Roll leaves and then slice, known as chiffonade.

Roll leaves and then slice, known as chiffonade.
Tamara Dwyer, ©2024, Clemson Extension

For the larger leaves, I add a cut along the length of the roll. Then I blanched the greens for three minutes in small batches, and added them to a 4-quart bowl. Blanched, I now had four quarts. A quart is two pints, and four times two is eight, exactly the number of jars that were hot and simmering in my pressure cooker. At this point I washed five more inner lids and rings to meet my expected yield of eight pints.

When the greens filled my four-quart bowl, I knew I had more than three pints.

When the greens filled my four-quart bowl, I knew I had more than three pints.
Tamara Dwyer ©2024, Clemson Extension

The recipe says to “fill jars loosely” with greens. I put a little bit of salt in the jar, used tongs to push blanched greens in comfortably full, then filled with water to the one-inch mark. At this point I had to debubble the jars. I am relatively new to canning and had never had a canning project with so much debubbling! Each jar had enough trapped air I had to add more water to get the water level back to 1-inch headspace. I started to get impatient with that process, with the canner filling up with simmering jars and the heat rising in the kitchen. It felt endless, no matter how long I kept working at it, there were still bubbles. I started wiping the rims and putting the lids on to get them into the canner.

With all eight jars filled and placed in the canner, it was time to put the lid on. After the petcock raised, I let a steady flow of steam go for ten minutes, then sealed, placed the pressure regulator in place and let the pressure gauge rise to 11 pounds of pressure for 70 minutes.

When the canner was cool enough to open, the green water in the canner and the water level in the jars indicated that sadly, I had significant siphoning, more than on any other canning project. I carefully lifted the jars out of the canner and set on a towel-covered rack to finish cooling. A few hours later the jars were cool, and two jars didn’t seal at all. I started reading about the reasons jars fail to seal. Since the six jars that sealed were at least half full of liquid, I judged they were safe enough in the pantry but that I would be eating them fairly soon.

Six pounds of collards in eight pint jars. Two jars failed to seal.

Six pounds of collards in eight pint jars. Two jars failed to seal.
Tamara Dwyer ©2024, Clemson Extension

When the jars were cool, I put the two that failed to seal in the fridge before bed that night, after only about six hours. I didn’t have any hope they would start to seal. When I opened an unsealed jar the next day, it was clear they didn’t seal because, during the siphoning, bits of greens had gotten between the sealing compound and the lid of the jar.

The greens bubbled up and got in the way of the jar sealing.

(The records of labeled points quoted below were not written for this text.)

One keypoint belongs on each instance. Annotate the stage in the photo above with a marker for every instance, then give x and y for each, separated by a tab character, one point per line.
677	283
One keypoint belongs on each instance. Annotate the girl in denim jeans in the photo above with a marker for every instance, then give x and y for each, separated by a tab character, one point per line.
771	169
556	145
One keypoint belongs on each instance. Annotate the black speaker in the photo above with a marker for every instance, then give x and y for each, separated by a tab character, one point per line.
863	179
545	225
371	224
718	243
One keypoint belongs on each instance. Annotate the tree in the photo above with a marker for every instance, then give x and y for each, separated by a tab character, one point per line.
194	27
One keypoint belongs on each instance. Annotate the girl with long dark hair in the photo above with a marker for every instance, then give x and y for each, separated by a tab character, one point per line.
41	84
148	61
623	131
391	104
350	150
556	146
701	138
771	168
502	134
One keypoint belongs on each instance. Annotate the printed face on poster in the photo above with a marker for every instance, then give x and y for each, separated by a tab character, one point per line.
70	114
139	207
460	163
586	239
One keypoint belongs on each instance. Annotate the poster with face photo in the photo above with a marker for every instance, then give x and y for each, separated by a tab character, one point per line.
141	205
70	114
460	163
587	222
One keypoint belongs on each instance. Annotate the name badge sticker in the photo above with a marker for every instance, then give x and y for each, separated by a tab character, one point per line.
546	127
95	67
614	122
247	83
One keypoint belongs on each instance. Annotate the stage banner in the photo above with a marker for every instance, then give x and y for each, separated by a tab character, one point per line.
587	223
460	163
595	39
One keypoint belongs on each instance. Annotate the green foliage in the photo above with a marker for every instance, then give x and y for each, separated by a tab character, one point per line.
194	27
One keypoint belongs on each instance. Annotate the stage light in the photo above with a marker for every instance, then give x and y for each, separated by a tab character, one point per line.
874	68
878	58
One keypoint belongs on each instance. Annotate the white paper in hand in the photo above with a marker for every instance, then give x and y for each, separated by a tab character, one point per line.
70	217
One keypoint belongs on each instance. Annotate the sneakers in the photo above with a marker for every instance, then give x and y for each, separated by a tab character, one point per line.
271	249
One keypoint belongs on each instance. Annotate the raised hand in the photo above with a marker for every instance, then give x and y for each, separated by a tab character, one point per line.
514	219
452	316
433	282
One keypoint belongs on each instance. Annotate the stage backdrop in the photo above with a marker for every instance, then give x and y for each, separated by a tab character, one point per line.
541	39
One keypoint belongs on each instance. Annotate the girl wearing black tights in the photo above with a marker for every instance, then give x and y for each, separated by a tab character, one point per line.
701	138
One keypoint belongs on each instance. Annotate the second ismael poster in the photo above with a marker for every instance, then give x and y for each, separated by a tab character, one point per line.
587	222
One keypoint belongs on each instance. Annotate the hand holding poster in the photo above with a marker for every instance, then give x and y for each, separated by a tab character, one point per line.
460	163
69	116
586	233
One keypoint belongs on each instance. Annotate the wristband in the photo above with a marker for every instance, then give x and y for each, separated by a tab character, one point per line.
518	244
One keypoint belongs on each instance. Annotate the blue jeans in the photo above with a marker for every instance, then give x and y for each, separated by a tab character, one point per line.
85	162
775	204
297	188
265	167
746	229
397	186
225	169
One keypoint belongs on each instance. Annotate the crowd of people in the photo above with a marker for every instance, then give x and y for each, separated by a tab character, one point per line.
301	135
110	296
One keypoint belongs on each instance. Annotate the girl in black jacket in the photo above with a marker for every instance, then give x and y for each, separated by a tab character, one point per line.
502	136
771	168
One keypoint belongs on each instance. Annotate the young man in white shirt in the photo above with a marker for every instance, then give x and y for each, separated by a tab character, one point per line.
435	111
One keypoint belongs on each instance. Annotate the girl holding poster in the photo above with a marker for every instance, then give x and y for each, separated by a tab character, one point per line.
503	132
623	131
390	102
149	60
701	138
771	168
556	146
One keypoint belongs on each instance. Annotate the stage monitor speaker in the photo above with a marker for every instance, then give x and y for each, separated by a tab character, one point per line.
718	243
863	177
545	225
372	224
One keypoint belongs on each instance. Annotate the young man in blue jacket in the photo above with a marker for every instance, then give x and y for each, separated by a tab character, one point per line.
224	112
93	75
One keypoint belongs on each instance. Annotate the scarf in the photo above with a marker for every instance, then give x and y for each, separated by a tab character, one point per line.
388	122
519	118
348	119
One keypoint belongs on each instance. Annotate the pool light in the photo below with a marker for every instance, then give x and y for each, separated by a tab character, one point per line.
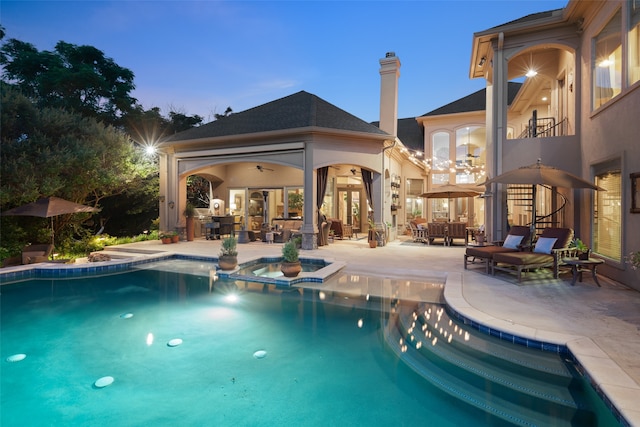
232	298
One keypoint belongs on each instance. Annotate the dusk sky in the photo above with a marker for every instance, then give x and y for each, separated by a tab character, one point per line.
199	57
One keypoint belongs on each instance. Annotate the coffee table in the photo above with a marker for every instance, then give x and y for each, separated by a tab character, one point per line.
579	265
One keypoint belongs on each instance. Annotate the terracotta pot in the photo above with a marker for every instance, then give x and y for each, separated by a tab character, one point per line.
291	269
190	229
228	262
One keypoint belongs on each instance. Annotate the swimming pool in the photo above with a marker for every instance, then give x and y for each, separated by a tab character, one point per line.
332	358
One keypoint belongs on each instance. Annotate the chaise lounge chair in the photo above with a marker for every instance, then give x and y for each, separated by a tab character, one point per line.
32	254
550	248
516	241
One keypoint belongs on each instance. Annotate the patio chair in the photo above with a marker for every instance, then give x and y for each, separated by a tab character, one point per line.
437	230
550	248
418	233
340	229
456	230
516	243
32	254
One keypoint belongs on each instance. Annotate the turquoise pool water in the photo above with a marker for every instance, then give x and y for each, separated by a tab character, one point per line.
329	358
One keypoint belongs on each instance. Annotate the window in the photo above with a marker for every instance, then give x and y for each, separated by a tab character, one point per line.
470	153
634	41
606	67
607	218
413	202
440	152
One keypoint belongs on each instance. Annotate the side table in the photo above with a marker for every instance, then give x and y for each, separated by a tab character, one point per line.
579	265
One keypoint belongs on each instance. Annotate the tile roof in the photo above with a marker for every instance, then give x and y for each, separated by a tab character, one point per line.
299	110
477	101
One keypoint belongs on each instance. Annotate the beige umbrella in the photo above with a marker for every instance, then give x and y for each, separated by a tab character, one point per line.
539	174
450	191
48	207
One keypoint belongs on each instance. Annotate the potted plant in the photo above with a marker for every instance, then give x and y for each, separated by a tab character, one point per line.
296	203
634	259
291	266
190	214
373	234
167	237
582	249
228	258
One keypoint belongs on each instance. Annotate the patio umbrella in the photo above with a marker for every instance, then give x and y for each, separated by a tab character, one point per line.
48	207
539	174
450	191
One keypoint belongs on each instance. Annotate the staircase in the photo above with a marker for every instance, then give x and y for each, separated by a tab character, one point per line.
513	384
521	196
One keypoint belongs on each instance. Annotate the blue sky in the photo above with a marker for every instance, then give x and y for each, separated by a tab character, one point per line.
199	57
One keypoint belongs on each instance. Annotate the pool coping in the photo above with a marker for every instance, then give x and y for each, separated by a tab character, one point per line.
63	271
614	386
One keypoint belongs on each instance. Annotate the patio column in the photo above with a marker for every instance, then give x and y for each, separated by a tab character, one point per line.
310	222
495	208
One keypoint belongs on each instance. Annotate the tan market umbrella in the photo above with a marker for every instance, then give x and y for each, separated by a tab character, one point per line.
48	207
539	174
450	191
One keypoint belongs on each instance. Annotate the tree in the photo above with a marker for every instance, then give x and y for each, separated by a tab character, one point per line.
77	78
49	151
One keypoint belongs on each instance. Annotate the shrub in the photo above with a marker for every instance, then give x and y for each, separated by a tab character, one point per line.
290	252
229	246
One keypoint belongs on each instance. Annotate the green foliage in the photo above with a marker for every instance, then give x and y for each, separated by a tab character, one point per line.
75	78
189	210
290	252
634	259
229	247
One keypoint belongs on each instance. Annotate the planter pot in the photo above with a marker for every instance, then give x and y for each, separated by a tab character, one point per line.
190	229
228	262
584	255
373	238
291	269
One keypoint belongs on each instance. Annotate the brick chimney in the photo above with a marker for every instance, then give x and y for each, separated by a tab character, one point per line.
389	74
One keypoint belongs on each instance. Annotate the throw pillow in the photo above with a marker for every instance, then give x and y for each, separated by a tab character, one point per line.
512	241
544	245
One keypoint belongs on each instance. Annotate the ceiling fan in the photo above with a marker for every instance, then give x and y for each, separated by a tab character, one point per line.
262	168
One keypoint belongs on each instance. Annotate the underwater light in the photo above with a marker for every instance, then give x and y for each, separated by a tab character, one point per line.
231	298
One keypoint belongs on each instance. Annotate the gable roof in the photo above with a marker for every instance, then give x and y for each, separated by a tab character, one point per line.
477	101
299	110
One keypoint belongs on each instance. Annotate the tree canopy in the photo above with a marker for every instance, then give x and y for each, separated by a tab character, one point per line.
77	78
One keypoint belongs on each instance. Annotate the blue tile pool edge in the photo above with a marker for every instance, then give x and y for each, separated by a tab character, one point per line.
63	271
539	345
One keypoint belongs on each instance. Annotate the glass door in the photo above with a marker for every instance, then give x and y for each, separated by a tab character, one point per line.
349	207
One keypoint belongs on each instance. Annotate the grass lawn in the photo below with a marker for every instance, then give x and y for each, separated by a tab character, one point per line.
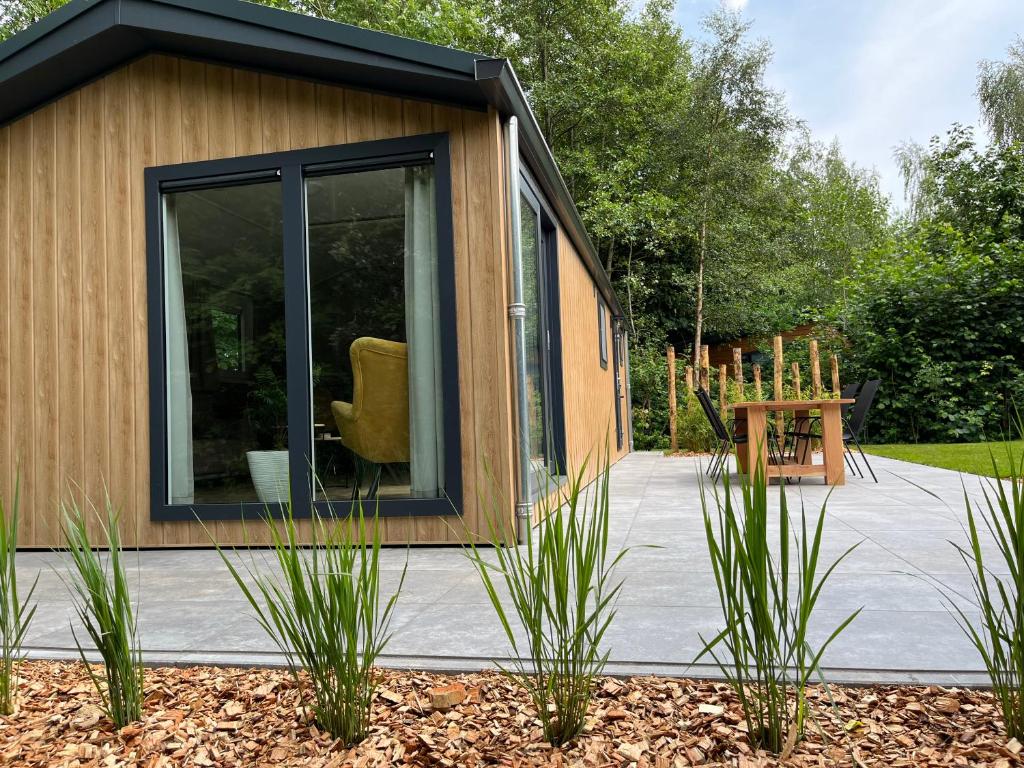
975	458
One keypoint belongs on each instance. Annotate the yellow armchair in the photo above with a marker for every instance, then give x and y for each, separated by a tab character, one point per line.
375	424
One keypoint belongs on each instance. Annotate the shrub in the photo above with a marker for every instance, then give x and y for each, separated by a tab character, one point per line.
998	635
649	390
692	427
98	587
323	609
562	598
938	321
15	614
767	658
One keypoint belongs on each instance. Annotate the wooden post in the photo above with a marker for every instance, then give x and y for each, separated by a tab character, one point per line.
723	390
673	437
815	369
737	371
778	394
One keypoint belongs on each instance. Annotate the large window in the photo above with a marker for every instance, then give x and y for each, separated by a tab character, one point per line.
302	332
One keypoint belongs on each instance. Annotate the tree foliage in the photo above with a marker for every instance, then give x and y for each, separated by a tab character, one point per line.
937	312
713	210
1000	95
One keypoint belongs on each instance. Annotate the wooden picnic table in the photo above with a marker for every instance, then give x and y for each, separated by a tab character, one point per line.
752	420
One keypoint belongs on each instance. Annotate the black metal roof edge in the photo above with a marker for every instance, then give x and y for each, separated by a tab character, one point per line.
495	77
506	93
436	56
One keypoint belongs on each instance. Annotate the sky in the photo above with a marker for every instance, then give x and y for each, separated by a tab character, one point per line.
876	73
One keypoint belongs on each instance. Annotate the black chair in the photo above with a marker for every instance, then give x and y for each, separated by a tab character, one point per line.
854	423
727	439
804	427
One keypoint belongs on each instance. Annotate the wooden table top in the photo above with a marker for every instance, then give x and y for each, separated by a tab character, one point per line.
791	404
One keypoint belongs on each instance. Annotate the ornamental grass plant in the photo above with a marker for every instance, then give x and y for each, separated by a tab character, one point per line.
768	588
15	612
98	586
322	605
561	597
997	581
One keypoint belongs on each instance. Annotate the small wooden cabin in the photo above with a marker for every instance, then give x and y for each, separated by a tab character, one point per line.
244	251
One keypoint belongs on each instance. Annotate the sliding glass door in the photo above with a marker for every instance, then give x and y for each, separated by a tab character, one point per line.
297	307
224	314
377	414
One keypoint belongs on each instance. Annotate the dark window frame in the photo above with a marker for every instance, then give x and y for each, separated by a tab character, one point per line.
292	168
551	322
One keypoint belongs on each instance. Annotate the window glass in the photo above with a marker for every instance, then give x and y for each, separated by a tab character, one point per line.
602	332
224	345
375	335
529	241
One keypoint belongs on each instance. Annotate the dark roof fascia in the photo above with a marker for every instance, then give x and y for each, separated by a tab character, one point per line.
86	38
504	91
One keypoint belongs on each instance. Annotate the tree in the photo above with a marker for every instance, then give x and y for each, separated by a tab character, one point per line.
1000	95
729	133
16	15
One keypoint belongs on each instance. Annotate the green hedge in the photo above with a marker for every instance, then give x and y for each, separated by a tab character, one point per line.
940	320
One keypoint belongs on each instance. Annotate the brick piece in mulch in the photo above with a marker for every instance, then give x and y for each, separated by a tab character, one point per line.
230	717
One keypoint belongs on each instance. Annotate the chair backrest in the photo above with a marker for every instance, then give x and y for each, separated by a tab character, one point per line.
864	399
713	416
379	428
849	393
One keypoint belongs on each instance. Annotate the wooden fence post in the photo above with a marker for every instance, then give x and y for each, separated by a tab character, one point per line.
815	369
778	394
673	438
723	389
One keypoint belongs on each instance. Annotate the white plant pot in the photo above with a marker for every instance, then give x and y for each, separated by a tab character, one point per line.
269	473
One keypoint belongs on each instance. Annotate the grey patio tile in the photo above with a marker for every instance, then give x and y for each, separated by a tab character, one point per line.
190	607
896	640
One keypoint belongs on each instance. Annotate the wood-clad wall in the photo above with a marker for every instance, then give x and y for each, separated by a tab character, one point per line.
74	369
590	389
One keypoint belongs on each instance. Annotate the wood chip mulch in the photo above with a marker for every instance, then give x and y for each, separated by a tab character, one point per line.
228	717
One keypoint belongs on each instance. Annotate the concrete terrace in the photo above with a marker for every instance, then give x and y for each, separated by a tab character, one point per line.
190	610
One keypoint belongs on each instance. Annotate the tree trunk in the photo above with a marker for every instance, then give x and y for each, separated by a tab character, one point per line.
629	292
698	310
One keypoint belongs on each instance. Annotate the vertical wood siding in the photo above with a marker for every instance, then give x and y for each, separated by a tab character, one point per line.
74	368
590	389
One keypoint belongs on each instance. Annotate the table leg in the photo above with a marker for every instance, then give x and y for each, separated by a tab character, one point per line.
739	421
832	443
757	441
802	453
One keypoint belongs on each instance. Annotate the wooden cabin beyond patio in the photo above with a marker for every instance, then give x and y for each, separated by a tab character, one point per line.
244	251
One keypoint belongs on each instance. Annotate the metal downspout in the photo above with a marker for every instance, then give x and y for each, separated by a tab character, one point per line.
628	389
517	318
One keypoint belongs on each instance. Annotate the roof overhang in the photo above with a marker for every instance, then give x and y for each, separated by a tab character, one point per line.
87	38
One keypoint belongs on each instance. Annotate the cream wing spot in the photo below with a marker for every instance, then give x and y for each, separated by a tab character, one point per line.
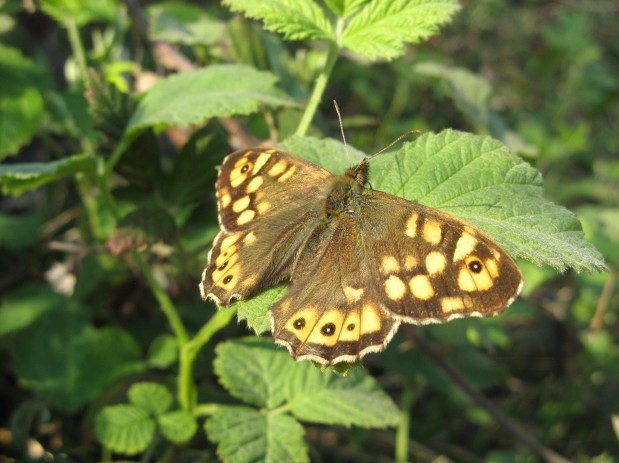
464	246
389	264
352	294
452	304
260	162
249	239
421	287
245	217
370	319
240	204
432	232
410	262
351	329
395	288
326	331
254	184
435	262
411	225
225	199
286	175
277	168
263	206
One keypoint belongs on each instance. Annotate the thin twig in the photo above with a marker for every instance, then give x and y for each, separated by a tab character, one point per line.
603	301
519	434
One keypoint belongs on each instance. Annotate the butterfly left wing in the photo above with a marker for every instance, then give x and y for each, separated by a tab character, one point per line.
265	218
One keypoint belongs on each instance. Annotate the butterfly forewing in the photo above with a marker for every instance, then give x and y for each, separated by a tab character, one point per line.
259	211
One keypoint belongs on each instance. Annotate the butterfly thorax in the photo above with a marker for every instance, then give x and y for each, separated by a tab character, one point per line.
347	191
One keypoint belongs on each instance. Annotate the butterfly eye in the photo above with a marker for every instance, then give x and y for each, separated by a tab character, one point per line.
475	266
328	329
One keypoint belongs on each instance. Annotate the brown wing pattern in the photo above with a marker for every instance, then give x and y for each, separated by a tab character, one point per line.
265	219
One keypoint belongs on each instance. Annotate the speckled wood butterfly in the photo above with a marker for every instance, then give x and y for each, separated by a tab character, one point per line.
359	261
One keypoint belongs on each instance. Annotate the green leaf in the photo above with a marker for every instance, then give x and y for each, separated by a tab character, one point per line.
345	8
69	362
381	28
295	19
252	310
125	428
477	179
22	307
21	102
186	24
20	231
81	11
325	397
152	397
19	178
141	228
216	91
163	351
245	435
472	94
177	426
254	370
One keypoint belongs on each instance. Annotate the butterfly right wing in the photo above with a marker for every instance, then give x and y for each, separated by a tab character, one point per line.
269	202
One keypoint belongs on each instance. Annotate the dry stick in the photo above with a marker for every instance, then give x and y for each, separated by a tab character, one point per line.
603	301
546	453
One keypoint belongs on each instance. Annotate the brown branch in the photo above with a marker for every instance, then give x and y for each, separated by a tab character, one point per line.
519	434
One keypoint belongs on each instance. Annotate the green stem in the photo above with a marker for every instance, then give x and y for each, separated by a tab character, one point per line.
189	350
319	89
403	431
76	44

The greens bubbled up and got in the way of the jar sealing.
Tamara Dwyer ©2024, Clemson Extension

However, the greens were tasty with some hot sauce, and the collards were silky and held up well to the canning process. Home-canned collards are good!

In summary:

  1. Collards are a great bargain in the winter and their thick leaves hold up well to canning.
  2. Have extra jars ready; it’s hard to predict what a recipe will actually yield.
  3. You can’t debubble a jar too much. Keep at it until all bubbles are removed to keep siphoning to a minimum so you get a good seal.